See DNS for Services and Pods for details on Kubernetes DNS.

A normal vCluster deployment consists of two pods per vCluster instance:

  • vCluster Pod
    • API server container
    • Syncer container
  • CoreDNS Pod
CoreDNS listens on port 1053

vCluster's CoreDNS service listens on port 1053 instead of the default DNS port 53 to avoid conflicts with DNS on the host cluster.

If you're running vCluster on EKS or another cloud provider with strict network policies, you must allow traffic on port 1053 between nodes to avoid DNS resolution issues.

For more deails, see the Networking documentation.

Integrated CoreDNS​

(Pro) The integrated CoreDNS feature lets you run CoreDNS as part of the syncer, which saves the overhead of an external CoreDNS pod.

  • vCluster Pod
    • API server container
    • Syncer and CoreDNS container

Key benefits to this approach include:

  • Avoiding cluster max pods limit
  • Optimizing resource allocation

Config reference​

Deprecated FieldNew Field
coredns.configcoredns.overwriteConfig
coredns.manifestscoredns.overwriteManifests

coredns required object pro​

CoreDNS defines everything related to the coredns that is deployed and used within the vCluster.

enabled required boolean true pro​

Enabled defines if coredns is enabled

embedded required boolean false pro​

Embedded defines if vCluster will start the embedded coredns service within the control-plane and not as a separate deployment.
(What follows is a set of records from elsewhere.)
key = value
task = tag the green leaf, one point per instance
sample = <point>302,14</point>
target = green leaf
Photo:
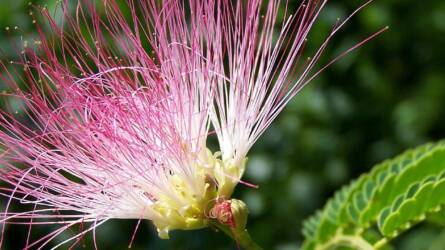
<point>394,196</point>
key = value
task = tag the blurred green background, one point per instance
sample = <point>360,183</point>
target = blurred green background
<point>387,96</point>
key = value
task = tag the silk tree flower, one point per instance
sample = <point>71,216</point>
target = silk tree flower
<point>117,110</point>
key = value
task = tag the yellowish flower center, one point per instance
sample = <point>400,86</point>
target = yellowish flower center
<point>187,204</point>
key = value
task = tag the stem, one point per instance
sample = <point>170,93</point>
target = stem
<point>242,238</point>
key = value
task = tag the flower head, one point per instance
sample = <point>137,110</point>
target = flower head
<point>118,110</point>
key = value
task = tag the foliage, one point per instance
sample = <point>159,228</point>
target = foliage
<point>393,197</point>
<point>371,105</point>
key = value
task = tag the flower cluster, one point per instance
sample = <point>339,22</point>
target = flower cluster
<point>119,101</point>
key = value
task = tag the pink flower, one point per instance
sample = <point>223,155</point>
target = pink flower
<point>117,111</point>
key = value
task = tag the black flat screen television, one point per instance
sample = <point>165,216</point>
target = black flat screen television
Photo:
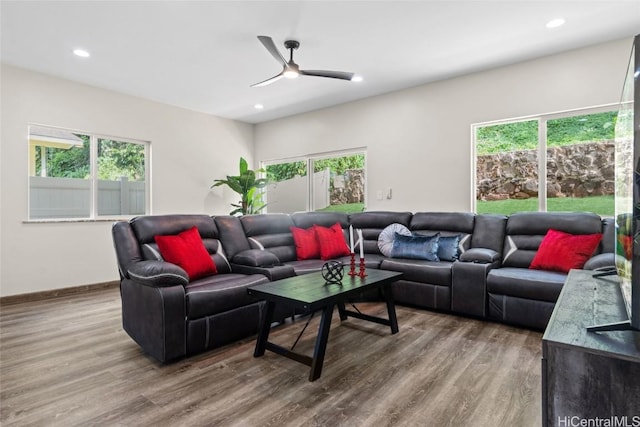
<point>627,197</point>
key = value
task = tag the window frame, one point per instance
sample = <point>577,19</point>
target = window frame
<point>94,139</point>
<point>309,159</point>
<point>542,145</point>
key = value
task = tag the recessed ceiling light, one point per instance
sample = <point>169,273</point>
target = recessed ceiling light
<point>81,53</point>
<point>555,23</point>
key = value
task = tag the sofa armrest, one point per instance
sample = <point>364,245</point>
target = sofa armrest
<point>480,256</point>
<point>255,258</point>
<point>606,260</point>
<point>276,272</point>
<point>158,274</point>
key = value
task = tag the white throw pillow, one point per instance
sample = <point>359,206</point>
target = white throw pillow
<point>386,237</point>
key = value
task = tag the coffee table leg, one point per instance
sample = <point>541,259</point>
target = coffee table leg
<point>391,308</point>
<point>321,343</point>
<point>263,334</point>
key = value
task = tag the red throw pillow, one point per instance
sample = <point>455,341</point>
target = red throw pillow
<point>561,251</point>
<point>306,243</point>
<point>332,242</point>
<point>187,251</point>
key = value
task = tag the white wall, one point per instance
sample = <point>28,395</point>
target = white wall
<point>419,140</point>
<point>189,151</point>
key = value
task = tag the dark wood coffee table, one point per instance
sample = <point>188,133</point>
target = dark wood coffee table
<point>310,293</point>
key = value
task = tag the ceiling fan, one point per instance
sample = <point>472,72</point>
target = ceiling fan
<point>290,69</point>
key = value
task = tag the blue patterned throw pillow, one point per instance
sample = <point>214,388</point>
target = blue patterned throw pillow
<point>416,246</point>
<point>449,248</point>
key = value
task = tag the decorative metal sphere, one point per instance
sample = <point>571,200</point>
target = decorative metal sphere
<point>332,272</point>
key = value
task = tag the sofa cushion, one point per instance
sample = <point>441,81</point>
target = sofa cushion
<point>325,219</point>
<point>270,232</point>
<point>417,270</point>
<point>216,294</point>
<point>525,231</point>
<point>388,235</point>
<point>416,246</point>
<point>331,241</point>
<point>306,243</point>
<point>561,251</point>
<point>187,251</point>
<point>526,283</point>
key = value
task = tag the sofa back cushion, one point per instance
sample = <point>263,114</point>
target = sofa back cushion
<point>145,228</point>
<point>488,232</point>
<point>271,232</point>
<point>372,223</point>
<point>525,231</point>
<point>447,224</point>
<point>231,234</point>
<point>324,219</point>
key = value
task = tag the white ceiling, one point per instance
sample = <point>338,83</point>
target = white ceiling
<point>203,55</point>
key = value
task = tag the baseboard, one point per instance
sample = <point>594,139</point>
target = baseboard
<point>56,293</point>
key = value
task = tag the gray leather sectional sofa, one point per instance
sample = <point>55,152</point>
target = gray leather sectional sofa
<point>171,317</point>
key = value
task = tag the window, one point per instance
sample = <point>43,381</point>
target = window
<point>548,163</point>
<point>337,183</point>
<point>80,175</point>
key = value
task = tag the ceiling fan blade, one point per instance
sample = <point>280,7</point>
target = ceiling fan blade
<point>268,81</point>
<point>332,74</point>
<point>271,47</point>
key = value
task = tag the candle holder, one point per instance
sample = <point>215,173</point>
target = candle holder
<point>361,273</point>
<point>352,269</point>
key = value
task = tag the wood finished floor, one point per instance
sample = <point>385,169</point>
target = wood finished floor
<point>67,362</point>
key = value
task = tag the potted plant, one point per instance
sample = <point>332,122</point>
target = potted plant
<point>248,186</point>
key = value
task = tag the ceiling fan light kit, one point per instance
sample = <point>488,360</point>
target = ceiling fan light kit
<point>290,69</point>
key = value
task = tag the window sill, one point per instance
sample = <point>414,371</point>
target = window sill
<point>75,220</point>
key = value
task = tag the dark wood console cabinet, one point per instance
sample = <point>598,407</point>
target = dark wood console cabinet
<point>589,375</point>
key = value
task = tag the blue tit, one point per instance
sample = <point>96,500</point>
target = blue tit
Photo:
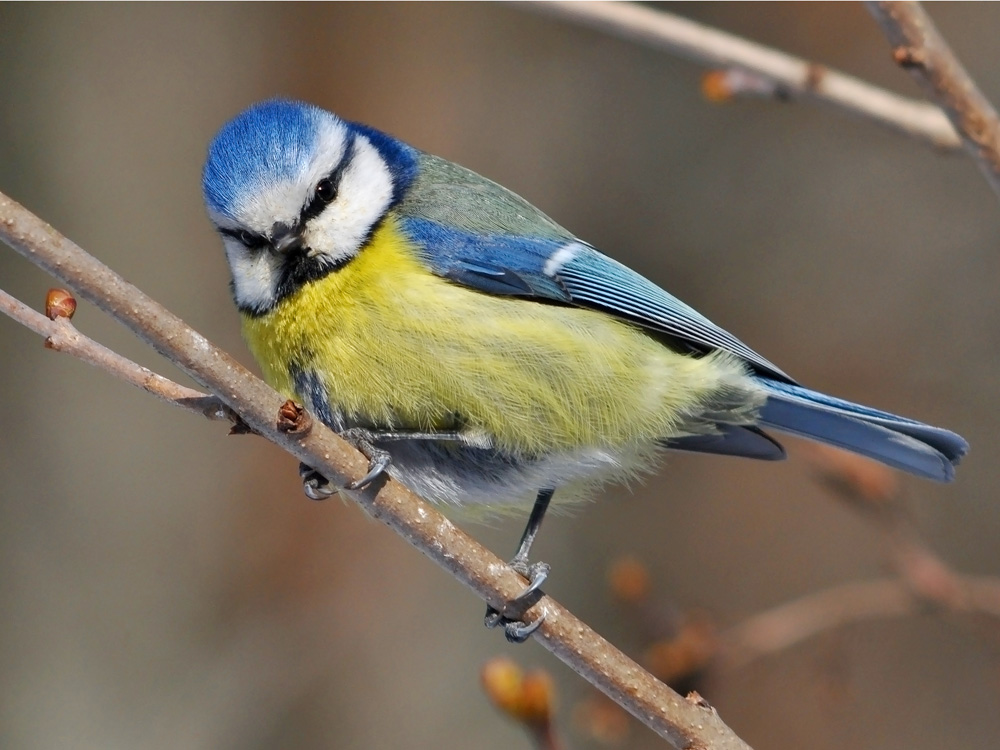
<point>473,348</point>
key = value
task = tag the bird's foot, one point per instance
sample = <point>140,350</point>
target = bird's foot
<point>318,487</point>
<point>515,629</point>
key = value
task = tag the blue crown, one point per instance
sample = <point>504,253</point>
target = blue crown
<point>269,142</point>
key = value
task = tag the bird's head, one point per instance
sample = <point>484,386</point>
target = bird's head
<point>295,193</point>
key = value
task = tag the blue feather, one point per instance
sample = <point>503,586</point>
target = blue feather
<point>507,264</point>
<point>500,264</point>
<point>903,443</point>
<point>272,140</point>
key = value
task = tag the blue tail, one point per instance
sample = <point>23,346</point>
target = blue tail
<point>896,441</point>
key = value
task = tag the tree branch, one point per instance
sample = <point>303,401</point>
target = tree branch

This is a PRO feature.

security required object pro​

Security defines pod or container security context.

podSecurityContext required object {} pro​

PodSecurityContext specifies security context options on the pod level.

containerSecurityContext required object {} pro​

ContainerSecurityContext specifies security context options on the container level.

service required object pro​

Service holds extra options for the coredns service deployed within the virtual cluster

spec required object map[type:ClusterIP] pro​

Spec holds extra options for the coredns service

annotations required object {} pro​

Annotations are extra annotations for this resource.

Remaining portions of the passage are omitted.